The oral history consists of six digital files: 2011.174.89.1a, 2011.174.89.1b, 2011.174.89.1c, 2011.174.89.1d, 2011.174.89.1e, and 2011.174.89.1f.
Linda Fuller Degelmann discusses her experiences at Koinonia Farm in Americus, Georgia. She and her former husband, Millard Fuller were inspired to start Habitat for Humanity. She describes her childhood in Birmingham, Alabama, and her memories of racial segregation from childhood through young adulthood when she became aware of the Freedom Rides and the Civil Rights Movement. She and Millard decided to move to Koinonia Farm in 1968, where they worked on cooperative industries, helped to establish a child development center, and built homes, which provided the seeds for Habitat for Humanity. She goes on to describe the growth of Habitat for Humanity in the United States and internationally, and she explains the religious principles of the organization as well as linking it to the Civil Rights Movement.
The oral history consists of five digital files: 2011.174.59.1a, 2011.174.59.1b, 2011.174.59.1c, 2011.174.59.1d, and 2011.174.59.1e.

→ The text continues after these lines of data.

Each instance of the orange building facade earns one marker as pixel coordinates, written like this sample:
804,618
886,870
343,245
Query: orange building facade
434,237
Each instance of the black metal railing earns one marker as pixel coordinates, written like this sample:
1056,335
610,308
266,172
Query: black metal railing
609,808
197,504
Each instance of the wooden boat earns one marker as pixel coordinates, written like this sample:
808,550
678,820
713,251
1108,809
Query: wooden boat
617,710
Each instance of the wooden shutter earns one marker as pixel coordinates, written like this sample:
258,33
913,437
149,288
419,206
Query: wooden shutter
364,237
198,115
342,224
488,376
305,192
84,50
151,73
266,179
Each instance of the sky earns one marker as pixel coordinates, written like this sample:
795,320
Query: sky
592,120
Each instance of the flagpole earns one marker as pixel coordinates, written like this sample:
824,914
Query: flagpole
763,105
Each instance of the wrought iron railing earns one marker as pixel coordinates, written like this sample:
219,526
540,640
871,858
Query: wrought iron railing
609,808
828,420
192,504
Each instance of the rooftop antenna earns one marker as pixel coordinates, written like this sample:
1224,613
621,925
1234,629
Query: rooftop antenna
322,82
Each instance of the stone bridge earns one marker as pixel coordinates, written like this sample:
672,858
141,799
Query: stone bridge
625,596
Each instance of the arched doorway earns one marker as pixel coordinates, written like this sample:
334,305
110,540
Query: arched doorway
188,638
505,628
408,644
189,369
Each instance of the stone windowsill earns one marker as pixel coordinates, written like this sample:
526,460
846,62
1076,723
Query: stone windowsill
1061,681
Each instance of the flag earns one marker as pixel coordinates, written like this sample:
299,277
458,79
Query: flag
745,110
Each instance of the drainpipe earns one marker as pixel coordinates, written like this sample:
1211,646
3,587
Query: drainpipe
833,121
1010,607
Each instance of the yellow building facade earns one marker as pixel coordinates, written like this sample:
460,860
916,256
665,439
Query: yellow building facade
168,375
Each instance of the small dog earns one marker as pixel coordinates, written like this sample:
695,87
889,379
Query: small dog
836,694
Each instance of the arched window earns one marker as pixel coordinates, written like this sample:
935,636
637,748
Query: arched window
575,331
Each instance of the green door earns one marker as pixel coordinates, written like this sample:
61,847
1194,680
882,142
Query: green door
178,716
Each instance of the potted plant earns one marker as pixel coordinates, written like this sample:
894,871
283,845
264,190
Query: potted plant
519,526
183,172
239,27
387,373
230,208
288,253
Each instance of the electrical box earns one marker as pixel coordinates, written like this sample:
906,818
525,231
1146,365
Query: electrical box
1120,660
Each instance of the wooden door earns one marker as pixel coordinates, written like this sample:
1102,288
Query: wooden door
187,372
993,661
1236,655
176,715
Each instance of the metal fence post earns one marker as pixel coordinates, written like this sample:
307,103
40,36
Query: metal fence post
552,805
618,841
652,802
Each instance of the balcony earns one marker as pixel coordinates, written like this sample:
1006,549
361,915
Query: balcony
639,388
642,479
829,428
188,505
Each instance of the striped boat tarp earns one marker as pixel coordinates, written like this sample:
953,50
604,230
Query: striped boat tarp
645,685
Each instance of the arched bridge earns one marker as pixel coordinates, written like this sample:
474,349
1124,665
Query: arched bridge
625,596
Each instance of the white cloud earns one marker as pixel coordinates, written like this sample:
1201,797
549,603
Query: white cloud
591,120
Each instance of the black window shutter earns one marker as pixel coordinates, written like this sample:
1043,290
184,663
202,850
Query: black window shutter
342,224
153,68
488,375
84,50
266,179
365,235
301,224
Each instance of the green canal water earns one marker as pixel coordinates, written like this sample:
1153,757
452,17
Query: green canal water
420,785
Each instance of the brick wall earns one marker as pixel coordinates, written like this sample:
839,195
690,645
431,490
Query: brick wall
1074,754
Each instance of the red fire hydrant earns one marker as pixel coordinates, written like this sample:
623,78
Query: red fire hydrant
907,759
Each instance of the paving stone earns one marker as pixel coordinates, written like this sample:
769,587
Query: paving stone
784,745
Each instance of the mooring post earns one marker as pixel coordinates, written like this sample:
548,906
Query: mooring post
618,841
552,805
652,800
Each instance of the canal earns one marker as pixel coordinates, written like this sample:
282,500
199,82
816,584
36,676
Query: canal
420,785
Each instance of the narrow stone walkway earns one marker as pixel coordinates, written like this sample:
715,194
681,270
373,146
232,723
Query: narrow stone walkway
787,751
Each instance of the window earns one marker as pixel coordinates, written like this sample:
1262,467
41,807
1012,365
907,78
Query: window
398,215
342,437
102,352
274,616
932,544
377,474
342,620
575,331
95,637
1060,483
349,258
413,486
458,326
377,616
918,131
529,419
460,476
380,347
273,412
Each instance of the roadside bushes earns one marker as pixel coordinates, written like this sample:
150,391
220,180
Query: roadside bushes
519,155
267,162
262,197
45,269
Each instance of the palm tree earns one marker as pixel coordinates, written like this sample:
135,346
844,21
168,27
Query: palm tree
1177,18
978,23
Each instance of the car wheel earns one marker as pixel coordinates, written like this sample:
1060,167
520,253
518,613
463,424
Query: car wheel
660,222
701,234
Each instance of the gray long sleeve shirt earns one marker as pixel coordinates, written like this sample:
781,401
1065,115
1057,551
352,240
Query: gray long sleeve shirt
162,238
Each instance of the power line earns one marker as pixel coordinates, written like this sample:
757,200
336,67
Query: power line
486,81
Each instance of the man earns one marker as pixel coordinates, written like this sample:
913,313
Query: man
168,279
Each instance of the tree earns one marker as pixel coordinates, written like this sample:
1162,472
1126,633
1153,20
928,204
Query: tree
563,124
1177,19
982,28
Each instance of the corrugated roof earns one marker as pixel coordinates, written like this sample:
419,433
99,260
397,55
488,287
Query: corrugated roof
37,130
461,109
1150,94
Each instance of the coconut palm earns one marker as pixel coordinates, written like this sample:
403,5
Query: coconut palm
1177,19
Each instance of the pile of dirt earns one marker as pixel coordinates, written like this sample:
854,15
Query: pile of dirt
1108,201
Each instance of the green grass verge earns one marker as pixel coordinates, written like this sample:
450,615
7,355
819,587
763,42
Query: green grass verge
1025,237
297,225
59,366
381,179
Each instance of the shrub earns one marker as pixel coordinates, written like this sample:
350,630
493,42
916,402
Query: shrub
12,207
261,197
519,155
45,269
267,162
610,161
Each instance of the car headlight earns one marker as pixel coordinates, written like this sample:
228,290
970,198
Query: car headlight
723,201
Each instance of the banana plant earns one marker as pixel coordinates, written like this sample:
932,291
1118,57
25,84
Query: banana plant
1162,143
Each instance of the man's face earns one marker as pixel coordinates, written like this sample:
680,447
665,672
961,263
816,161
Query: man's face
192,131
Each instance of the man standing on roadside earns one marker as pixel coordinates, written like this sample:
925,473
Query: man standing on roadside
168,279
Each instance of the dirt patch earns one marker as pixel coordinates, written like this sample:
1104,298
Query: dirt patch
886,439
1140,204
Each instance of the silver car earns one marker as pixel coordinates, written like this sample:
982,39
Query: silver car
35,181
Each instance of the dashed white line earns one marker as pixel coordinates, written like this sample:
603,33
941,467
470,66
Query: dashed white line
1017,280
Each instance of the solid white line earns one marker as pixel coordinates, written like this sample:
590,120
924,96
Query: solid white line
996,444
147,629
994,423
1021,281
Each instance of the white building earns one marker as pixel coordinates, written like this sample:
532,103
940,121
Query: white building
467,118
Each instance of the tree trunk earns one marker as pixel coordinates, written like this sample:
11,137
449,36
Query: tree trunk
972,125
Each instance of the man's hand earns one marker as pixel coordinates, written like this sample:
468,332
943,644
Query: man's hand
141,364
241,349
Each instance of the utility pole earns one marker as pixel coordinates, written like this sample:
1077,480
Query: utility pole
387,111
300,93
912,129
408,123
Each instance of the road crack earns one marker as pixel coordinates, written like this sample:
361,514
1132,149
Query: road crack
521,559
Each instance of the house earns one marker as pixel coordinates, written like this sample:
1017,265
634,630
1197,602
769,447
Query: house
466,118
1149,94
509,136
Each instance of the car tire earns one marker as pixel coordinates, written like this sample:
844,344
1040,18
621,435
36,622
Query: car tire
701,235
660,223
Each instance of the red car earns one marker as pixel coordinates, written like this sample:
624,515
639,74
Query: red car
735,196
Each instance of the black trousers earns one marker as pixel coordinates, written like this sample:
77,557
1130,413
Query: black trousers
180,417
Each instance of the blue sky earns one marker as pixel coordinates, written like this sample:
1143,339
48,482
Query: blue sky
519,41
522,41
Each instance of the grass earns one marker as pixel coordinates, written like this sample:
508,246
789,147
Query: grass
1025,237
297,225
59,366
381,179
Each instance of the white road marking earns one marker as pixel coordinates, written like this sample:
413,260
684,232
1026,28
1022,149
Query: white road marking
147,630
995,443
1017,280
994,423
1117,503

Mildred Pitts Walter discusses her early life in Louisiana, attending Southern University, and moving to Los Angeles in 1944. Pitts recalls meeting Earl Walter whom she married two years later, her work with Earl who headed the Los Angeles chapter of the Congress of Racial Equality (CORE) from 1951 to 1963, CORE pickets of housing developers in Los Angeles, and her work as a clerk in the LA school district while getting her teaching credentials. She also discusses her career writing over 20 books for children, her work with a national association of nurses to develop culturally sensitive training, marching in the Soviet Union for peace, her ideas about civil rights and human rights.